So, yeah … no post last week. I’ve got no explanation but sheer laziness. This weekend was a bit more of the same. We did make it out fishing at Cash Lake yesterday morning for a few hours. No fish, of course. But relaxing right up until I cast while twisting my torso. That gave me a muscular tweak under the lower left scapula that continues to vex me.

Reading

My read of the last week is the biographical Don’t Panic: Douglas Adams & the Hitchhiker’s Guide to the Galaxy, by some bloke named Neil Gaiman. At the moment, it’s free for $AMZN Prime members. And it’s a jolly good read, full of stuff I knew about Adams and H2G2, and MUCH other stuff that I didn’t. Fun.

On dead trees, I’m most of the way through a long-delayed re-reading of Cliff Stoll’s The Cuckoo’s Egg. Good stuff if you like 80’s computers and tracking down a cracker with a penchant for military computers that have crappy security policies applied to them.

Winding down

Our condolences to the family and friends of Sgt. 1st Class Jeremy W. Griffin, 40, from Greenbrier, Tennessee, who was killed in action on Sept. 16, 2019, by small arms fire when his unit was engaged in combat operations in Wardak Province, Afghanistan.

11 August 2019

Better Than The Alternative

Still busy, that is, and that’s better than the alternative. Yesterday was given over mostly to food work – a new big batch of salsa, with only tomatoes out of the garden. Everything else came from the store, sadly. I roasted a pountd of coffee. I also made a batch of my potato/spicy sausage concoction, 10 meals worth. That’ll see me through the week.

Today: shopping, clean the shower, patching day for some systems at work, lunch, and lawn. And I’m a bit whacked. Time to get back to the office tomorrow, and spend the week recharging for the next weekend’s worth of chores.

OS News

On the computing front, I’m starting to move on to Red Hat Enterprise Linux version 8 (RHEL8). There don’t seem to be the same underlying massive changes that version 7 brought – no amount of sheer disruption similar to that brought by systemd. Note about that – I can (and must) live with it. There are even features that I shudder to say that I like. But it breaks the UNIX “small tools doing things well” paradigm so very, very much. Anyway, back to RHEL8 – it has a better built-in system for keeping optional subsystems — from the Apache webserver, to PHP, to Python, etc., etc. — more current and easier to work with. I have work to do…

Reading

I just finished up Charlie Jane Anders’ All The Birds In The Sky – it’s a complex story that includes some comfortable old ideas, just to suck you into the story, but then it gets weird (in a good way). Magic vs. technology, and not in a good way. Some of the sub-plots resolve precisely as telegraphed, but I didn’t see that ending coming, so … good? Recommended.
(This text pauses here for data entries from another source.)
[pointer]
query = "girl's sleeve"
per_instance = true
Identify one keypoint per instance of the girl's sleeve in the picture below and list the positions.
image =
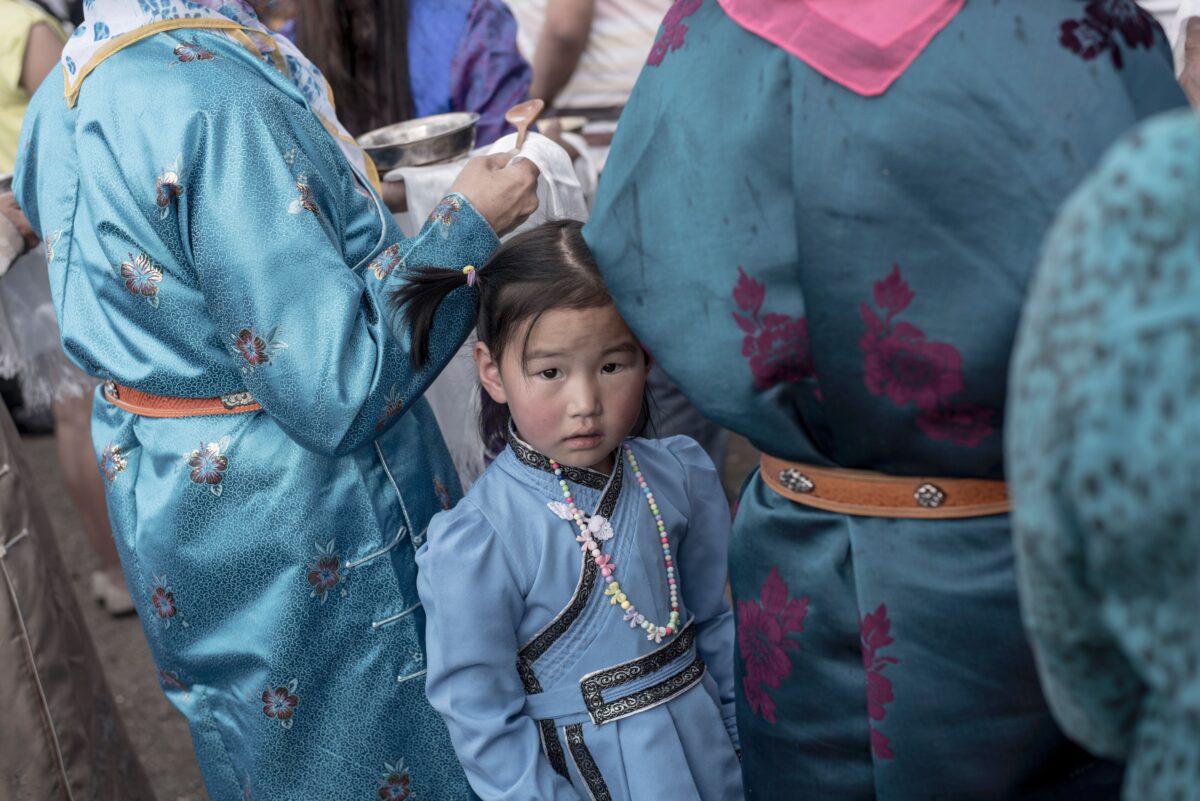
(702, 555)
(473, 603)
(263, 214)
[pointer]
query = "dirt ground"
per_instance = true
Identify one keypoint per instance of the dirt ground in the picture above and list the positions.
(157, 730)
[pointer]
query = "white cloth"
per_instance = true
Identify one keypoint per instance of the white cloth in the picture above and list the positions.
(455, 395)
(622, 36)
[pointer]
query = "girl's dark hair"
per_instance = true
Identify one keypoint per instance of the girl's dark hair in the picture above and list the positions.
(361, 47)
(544, 269)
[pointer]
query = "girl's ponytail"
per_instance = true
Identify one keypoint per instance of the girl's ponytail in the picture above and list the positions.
(419, 299)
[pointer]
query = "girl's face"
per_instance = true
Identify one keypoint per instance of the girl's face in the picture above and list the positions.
(579, 391)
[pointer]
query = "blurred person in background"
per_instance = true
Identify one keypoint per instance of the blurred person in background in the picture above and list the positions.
(30, 349)
(393, 60)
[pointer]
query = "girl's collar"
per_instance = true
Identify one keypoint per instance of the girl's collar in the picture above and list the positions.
(533, 458)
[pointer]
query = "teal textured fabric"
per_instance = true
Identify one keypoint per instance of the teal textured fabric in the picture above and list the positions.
(1103, 459)
(839, 278)
(207, 236)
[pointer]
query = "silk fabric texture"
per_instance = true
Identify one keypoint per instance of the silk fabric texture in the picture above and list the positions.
(839, 278)
(205, 236)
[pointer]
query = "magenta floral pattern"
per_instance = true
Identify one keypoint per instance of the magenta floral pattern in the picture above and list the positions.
(675, 31)
(324, 572)
(763, 642)
(775, 344)
(876, 636)
(1104, 26)
(280, 703)
(909, 369)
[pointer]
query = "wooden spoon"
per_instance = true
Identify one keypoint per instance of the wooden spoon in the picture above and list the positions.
(522, 115)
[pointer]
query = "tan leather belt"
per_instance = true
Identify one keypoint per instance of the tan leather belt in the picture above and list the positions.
(875, 494)
(159, 405)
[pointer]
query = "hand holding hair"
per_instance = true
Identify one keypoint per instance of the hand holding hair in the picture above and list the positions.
(505, 193)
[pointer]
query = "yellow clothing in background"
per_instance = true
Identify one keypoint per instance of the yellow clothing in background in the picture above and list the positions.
(17, 18)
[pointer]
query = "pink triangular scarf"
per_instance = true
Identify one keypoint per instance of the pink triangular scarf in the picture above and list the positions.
(863, 44)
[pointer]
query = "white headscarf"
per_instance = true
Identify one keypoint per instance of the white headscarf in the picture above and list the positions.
(107, 20)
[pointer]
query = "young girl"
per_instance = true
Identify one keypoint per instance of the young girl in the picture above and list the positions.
(580, 645)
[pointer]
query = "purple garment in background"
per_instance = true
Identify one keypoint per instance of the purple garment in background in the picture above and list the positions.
(463, 56)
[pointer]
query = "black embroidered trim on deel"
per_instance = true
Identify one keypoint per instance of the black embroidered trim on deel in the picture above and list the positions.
(533, 458)
(588, 573)
(586, 764)
(595, 684)
(553, 748)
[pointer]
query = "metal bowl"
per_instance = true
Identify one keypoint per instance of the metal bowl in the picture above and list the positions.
(425, 140)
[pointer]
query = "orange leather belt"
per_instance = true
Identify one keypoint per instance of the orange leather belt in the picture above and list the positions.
(159, 405)
(874, 494)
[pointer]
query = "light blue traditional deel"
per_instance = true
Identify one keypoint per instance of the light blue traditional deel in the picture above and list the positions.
(549, 688)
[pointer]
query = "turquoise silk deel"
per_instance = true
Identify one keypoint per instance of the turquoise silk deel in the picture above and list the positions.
(207, 236)
(839, 278)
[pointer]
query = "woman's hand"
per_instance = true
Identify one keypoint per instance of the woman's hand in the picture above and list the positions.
(504, 193)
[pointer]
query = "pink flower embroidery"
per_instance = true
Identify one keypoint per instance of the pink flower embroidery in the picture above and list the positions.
(387, 262)
(280, 703)
(763, 628)
(673, 30)
(189, 52)
(775, 344)
(112, 462)
(255, 348)
(875, 633)
(906, 368)
(395, 784)
(325, 571)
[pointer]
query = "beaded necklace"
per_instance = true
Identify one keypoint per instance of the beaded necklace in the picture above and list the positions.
(617, 597)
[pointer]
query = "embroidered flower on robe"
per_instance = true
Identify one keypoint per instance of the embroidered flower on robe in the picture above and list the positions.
(305, 202)
(256, 349)
(208, 465)
(280, 703)
(675, 31)
(112, 462)
(167, 188)
(387, 262)
(187, 52)
(163, 600)
(763, 642)
(904, 366)
(394, 405)
(775, 344)
(142, 277)
(875, 633)
(1104, 24)
(325, 571)
(394, 786)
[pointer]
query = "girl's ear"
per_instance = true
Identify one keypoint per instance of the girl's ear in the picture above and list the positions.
(490, 373)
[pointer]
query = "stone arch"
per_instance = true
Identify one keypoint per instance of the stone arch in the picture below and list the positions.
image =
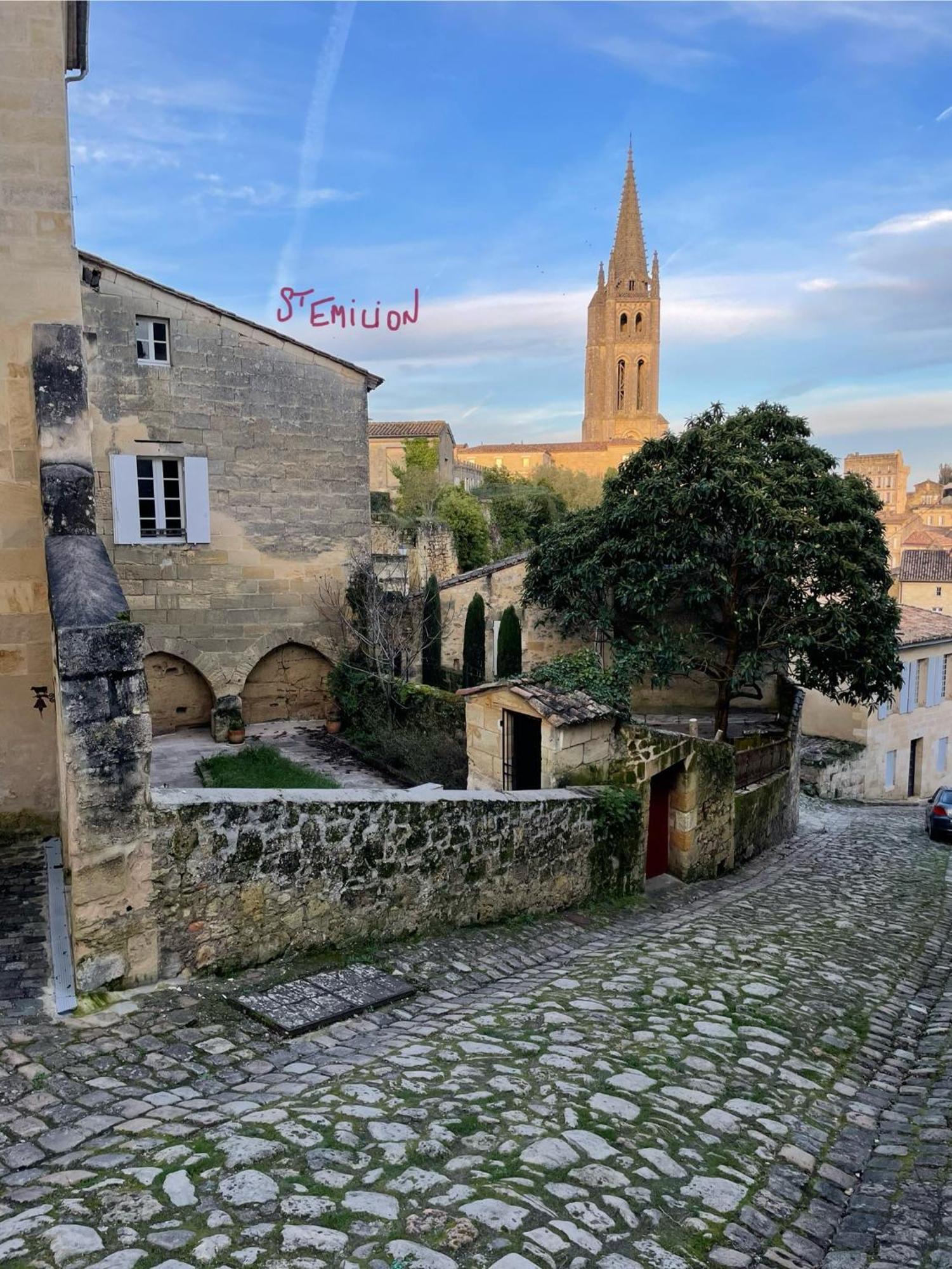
(179, 695)
(267, 644)
(289, 682)
(206, 663)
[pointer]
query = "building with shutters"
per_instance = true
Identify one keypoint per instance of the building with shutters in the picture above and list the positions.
(231, 477)
(904, 743)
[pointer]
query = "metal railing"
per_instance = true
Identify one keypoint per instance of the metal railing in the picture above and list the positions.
(757, 763)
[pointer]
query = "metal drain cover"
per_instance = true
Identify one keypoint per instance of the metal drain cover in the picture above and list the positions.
(322, 999)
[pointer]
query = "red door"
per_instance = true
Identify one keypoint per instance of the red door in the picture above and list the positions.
(656, 856)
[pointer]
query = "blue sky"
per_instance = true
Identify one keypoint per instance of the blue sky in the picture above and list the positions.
(793, 162)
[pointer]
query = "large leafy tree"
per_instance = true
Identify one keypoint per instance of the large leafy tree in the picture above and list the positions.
(725, 553)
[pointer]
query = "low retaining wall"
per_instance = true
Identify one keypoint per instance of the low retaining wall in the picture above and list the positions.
(238, 880)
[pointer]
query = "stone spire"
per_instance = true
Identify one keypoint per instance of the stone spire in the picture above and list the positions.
(629, 260)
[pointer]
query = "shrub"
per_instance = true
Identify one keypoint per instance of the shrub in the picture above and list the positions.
(475, 643)
(462, 513)
(418, 732)
(432, 650)
(509, 648)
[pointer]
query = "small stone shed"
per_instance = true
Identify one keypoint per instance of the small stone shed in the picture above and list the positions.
(523, 735)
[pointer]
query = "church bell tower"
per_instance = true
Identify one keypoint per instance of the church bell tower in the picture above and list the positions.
(625, 336)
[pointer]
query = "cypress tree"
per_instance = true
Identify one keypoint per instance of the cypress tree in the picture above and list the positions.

In other venues, I’m waiting to see how my voting aligned with the Hugo Awards. Tick, tock.

Winding Down

No new news from DoD – good. News from most of the rest of the world: floating between weird and sucks. But Al Yankovic is touring, so something is going right.

7 August 2019

Busy days

I’m feeling a bit broken, with the shootings of recent days, and the inflammatory rhetoric of the GOP and their Beloved Leader. Sorry.

The garden is two thirds dead. No peppers. No zucchini. But the tomatoes, they are in full production. We had salsa this weekend, and I’m going to make more tomorrow night, since Marcia pulled out a bushel of red fruit today.

I did manage to find time to roast some coffee the other night. Here I’m pre-heating the roaster before doing the actual deed…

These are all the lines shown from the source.